SLIDE 1
Surviving the Big Rewrite: Moving YELLOWPAGES.COM to Rails
John Straw YELLOWPAGES.COM
SLIDE 2 What is YELLOWPAGES.COM?
■
Part of AT&T
■
A local search website, serving
- 23 million unique visitors / month
- 2 million searches / day
- More than 48 million requests / day
- More than 1500 requests / sec
- 30 Mbit/sec (200 Mbit/sec from Akamai)
■
Entirely Ruby on Rails for almost a year, following a Big Rewrite
SLIDE 3
When was the big rewrite?
SLIDE 4 Starting in late 2006 ...
■
Several projects combined to become the big rewrite
- Replacement of Java application server
- Redesign of site look-and-feel
- Many other wish-list projects, some of which were difficult to
accomplish with existing application
■
Project conception to completion: one year
■
Development took just three months
■
Project phases
- 7/2006 - 12/2006: Thinking, early preparation
- 12/2006: Rough architecture determination, kick-off
- 1/2007 - 3/1/2007: Technology research and prototypes, business
rules exploration, UI design concepts
- 3/1/2007 - 6/28/2007: Site development and launch
SLIDE 5
Why a big rewrite?
SLIDE 6 Site design
■
Site essentially unchanged since 2003 design
■
Poor user experience demonstrated by usability testing
- Lots of new browser windows confused users
- Confusing controls and poor information layout
SLIDE 7
Application server change
■
No useful platform support or improvements
■
Session-heavy design hard to scale horizontally
■
Unusable session migration features
■
Platform design & misfeatures made SEO difficult
SLIDE 8
Code base
■
Lots of code written by consultants 2004-2005
■
Fundamental design problems
■
Code extended largely by copy-and-modify since 11/2005 (to around 125K lines)
■
No test code
■
New features hard to implement
■
Lots of code would be obsolete after site redesign and server replacement
■
What remained was impossible to leverage
SLIDE 9 Rules / Requirements for new website
■
Absolute control of urls
- Maximize SEO crawlability
■
No sessions: HTTP is stateless
- Anything other than cookies is just self-delusion
- Staying stateless makes scaling easier
■
Be agile: write less code
- Development must be faster
■
Develop easy-to-leverage core business services
- Eliminate current duplicated code
- Must be able to build other sites or applications with common
search, personalization and business review logic
- Service-oriented architecture, with web tier utilizing common
service tier
SLIDE 10
Who pulled off the big rewrite?
SLIDE 11 Team composition
■
Cross-functional team of about 20 people
- Ad products
- Community features
- Content
- Development
- Project management
- Search
- SEO
- User experience (UX)
■
Whole team sat together for entire project
■
Lunch provided several days per week to foster team togetherness
■
Team celebrations held for milestones
SLIDE 12 Benefits of team composition
■
Diverse team helped ensure requirements weren't missed
- Each team member had different perspectives about what was
important
- Each team member had to accept that only a small portion of
his/her ax would be ground
■
Core development team deliberately small
- Never more than five developers -- four skilled developers can
accomplish a lot
- Cost of communication low on a small team -- especially important
when working with new technology
SLIDE 13
How did the team approach the big rewrite?
SLIDE 14
Exploration phase - development team
■
Built initial Rails prototype -- small version of site
■
Studied search code and search query logs
■
Built prototype search service in Python
■
Started new Rails prototype using search service and UX team proposed page designs
■
Built a Django prototype using search service and UX team proposed page designs
■
Evaluated and rejected EJB3/JBoss as a service tier platform
■
Chose Rails for web tier and service tier
SLIDE 15 Why Rails?
■
All considered Java frameworks didn't provide enough control
■
Web tier platform choice came down to Rails vs.
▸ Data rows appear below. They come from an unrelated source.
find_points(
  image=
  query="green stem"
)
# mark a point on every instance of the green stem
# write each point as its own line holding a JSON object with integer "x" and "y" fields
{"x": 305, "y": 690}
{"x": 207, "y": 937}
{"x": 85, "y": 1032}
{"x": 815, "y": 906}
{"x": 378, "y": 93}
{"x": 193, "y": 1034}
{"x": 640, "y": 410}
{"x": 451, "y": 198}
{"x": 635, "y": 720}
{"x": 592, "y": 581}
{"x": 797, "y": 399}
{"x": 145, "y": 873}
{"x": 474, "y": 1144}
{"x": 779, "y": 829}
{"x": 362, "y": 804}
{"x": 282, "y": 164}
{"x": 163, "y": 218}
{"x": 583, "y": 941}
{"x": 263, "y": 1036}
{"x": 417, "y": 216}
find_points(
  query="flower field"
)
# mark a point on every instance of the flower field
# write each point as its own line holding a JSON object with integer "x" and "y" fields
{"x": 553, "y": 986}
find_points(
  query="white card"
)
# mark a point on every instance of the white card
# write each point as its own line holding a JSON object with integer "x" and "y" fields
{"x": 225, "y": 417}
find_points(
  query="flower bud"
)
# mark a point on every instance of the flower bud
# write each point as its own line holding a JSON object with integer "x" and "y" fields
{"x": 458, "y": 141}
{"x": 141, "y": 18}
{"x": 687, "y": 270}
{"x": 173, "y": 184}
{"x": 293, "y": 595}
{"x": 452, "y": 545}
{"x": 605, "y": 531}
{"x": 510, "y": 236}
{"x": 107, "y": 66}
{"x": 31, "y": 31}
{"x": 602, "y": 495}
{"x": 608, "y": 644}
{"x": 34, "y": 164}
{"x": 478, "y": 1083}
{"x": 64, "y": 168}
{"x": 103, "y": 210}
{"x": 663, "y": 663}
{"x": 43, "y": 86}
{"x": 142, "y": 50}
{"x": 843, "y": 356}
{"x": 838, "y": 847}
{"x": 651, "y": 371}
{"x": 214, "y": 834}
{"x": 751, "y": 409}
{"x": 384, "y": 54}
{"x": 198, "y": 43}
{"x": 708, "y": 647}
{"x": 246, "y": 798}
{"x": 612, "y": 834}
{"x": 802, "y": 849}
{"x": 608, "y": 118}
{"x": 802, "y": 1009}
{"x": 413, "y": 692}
Django
■
Rails best web tier choice due to
- Better automated testing integration
- More platform maturity
- Clearer path to C if necessary for performance
- Developer comfort and experience
■
Originally thought that service tier would have to be Java/EJB3, but team decided to go with Rails top-to-bottom
- Evaluation of EJB3 didn't show real advantages over Ruby or
Python for our application
- Reasons for choosing Rails for web tier applied equally to service
tier
- Advantage of having uniform implementation environment
SLIDE 16 Exploration phase - full team
■
Requirements
- Wish-list sharing
- Lots of discussion about existing site and possible feature/behavior
changes
- UX team members given the task of building a catalog of existing
site pages and features
■
Communication with executive team
- Extensive meetings summarizing current progress
- Meetings caused distraction and were characterized by extensive
low-level discussion
■
Project in danger of stalling
- Decision paralysis -- too many opinions
- Over-ambitious expectations
- Extremely short timeline
SLIDE 17 Development phase - Leadership
■
Project lead appointed to take on the burden of decision-making and communication with executive team
■
Agreement to freeze development on the existing site
■
Establishment of decision-making rule: if it's not simple to decide how to change a current site behavior, don't change it
■
Release schedule set
- 04/26/2007 - "Friends and Family" beta
- 05/17/2007 - Open beta
- 06/28/2007 - Site launch
SLIDE 18 Development phase - Process
■
Pages segmented into rough batches based on estimated importance and difficulty of implementation
■
Multi-week page batch development cycle established
- First week: batch wireframe development and sign-off
- Second week: batch UI design and sign-off
- Third week+: batch development
■
Each week of cycle handled by different sub-team
■
Multiple batch cycles run out-of-phase; each sub-team had a full pipeline
SLIDE 19 Development phase - Coding
■
Developed features needed for page batches and wired up HTML
■
Deployed code often to integration/beta site -- visible progress
■
Weekly milestones, with to-do lists managed in Basecamp
■
Core development team stayed focused by outsourcing to
- ther developers anything with manageable dependencies or
requiring specific skills to do quickly
- Static HTML/CSS coding of pages
- Rewrite rules for legacy url translation
- Performance evaluation for production deployment configuration
SLIDE 20 Development phase - Communication
■
Early communication with sales team
- Previous site redesign had nearly failed because of lack of
communication with sales channels
- Team member demonstrated beta site to groups of sales people
- Talked to 20-40 salespeople a week, previewing proposed changes
- Expected tour participants to discuss with their groups
■
Project lead kept executive team happy
■
Development lead kept CTO happy
SLIDE 21
What was built in the big rewrite?
SLIDE 22
Application design
SLIDE 23 Design features
■
Stateless HTTP communication at all levels
■
REST services returning JSON in service tier
■
Memcached used extensively in service tier
■
Production configuration
- Acquired 25 machines of identical configuration for each data
center (replacing 21 machines for existing site)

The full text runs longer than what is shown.